# Knife's Edge,Katahdin



## bart (Dec 28, 2011)

I am planning on hiking this trail in mid-July.  Any feedback, experiences, essentials, etc. regarding this hike would be greatly appreciated.  What conditions are likely at that time of year. I realize things can change in an instant. I'm just trying to prepare for any obstacles.  Looks crazy online. Thanks in advance.

Rob


----------



## thetrailboss (Dec 28, 2011)

Welcome to the boards!  As soon as you can, reserve a bunk at Chimney Pond.  It makes the summit ascent so much easier because you don't have the long approach from Roaring Brook.  It also gives you at least two chances to hike it because the Park Rangers will close the trail and prevent you from hiking if the weather/conditions are bad.  If it is raining, the trail is wet, it is windy, or there is poor visibility, they will advise you not to hike the KE and in that case your best route is the Saddle.  

Some pics from my stay at Chimney Pond and hike up Katahdin in 2008, compliments of my (now) wife.  We had an awesome time despite the bad weather for some of the week.  Baxter is simply amazing:










































Katahdin deserves respect.  Do some day hikes before you go up to get into shape.  It is rugged country and a long approach.


----------



## bart (Dec 28, 2011)

Thanks for the quick response.
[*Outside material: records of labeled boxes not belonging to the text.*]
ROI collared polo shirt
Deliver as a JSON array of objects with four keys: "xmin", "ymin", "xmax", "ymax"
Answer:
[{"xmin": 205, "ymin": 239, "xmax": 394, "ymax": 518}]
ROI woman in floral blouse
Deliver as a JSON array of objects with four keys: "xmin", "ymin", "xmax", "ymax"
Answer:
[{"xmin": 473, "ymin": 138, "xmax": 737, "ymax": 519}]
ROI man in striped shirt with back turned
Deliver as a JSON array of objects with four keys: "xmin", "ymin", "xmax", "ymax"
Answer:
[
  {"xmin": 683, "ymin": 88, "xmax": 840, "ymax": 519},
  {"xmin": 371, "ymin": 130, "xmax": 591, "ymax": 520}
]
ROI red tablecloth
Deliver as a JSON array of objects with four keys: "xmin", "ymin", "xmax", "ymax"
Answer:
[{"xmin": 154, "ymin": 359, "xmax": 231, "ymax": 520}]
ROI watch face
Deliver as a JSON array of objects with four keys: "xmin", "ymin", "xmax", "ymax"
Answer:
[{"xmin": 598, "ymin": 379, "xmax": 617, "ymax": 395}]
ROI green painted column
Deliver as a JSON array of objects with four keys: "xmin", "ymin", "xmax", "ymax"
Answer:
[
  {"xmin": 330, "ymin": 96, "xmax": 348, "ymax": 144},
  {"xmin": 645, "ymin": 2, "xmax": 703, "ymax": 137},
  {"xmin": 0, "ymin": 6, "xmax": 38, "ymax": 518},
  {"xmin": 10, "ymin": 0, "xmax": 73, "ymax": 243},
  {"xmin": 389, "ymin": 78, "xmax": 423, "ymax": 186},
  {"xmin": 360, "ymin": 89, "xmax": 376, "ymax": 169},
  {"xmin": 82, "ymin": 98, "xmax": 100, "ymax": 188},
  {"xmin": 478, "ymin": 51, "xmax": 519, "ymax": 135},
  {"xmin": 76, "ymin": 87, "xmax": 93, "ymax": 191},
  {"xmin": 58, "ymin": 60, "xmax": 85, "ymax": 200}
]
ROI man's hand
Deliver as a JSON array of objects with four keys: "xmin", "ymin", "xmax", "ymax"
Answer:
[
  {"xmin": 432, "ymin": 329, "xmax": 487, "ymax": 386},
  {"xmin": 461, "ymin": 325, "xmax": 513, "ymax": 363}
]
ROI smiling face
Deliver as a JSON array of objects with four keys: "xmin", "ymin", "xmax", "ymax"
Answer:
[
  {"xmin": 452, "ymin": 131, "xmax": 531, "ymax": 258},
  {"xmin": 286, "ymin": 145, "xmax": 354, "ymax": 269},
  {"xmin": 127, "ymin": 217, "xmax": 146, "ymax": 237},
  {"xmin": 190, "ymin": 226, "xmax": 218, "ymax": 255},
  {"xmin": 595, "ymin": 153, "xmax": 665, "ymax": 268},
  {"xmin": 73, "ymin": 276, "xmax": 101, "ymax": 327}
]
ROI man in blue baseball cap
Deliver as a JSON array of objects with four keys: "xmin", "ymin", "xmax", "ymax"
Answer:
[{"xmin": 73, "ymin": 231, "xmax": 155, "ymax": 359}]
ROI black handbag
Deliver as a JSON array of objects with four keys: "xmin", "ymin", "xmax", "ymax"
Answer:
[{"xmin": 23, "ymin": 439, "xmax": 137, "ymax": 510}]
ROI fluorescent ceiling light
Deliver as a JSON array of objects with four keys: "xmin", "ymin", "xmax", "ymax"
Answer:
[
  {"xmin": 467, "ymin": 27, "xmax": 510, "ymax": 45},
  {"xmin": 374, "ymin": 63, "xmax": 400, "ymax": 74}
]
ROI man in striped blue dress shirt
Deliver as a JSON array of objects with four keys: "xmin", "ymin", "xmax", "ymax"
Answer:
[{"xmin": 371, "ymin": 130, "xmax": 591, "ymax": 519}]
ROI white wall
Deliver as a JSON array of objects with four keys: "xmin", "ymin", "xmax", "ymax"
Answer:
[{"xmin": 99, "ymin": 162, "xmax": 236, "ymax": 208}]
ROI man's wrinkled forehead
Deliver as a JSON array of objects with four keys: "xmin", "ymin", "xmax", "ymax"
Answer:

Amazing pics.  My buddy has hiked Katahdin several times, but has never done KE. He always camps at Moosehead so I think that's where I'll be staying. But thanks for your suggestions.

Anyone else?


----------



## David Metsky (Dec 28, 2011)

Here are some shots from this summer.  I was taking them to emphasize the drop, it's really not bad except in a few small places.











The toughest spot is climbing in and out of the Chimney.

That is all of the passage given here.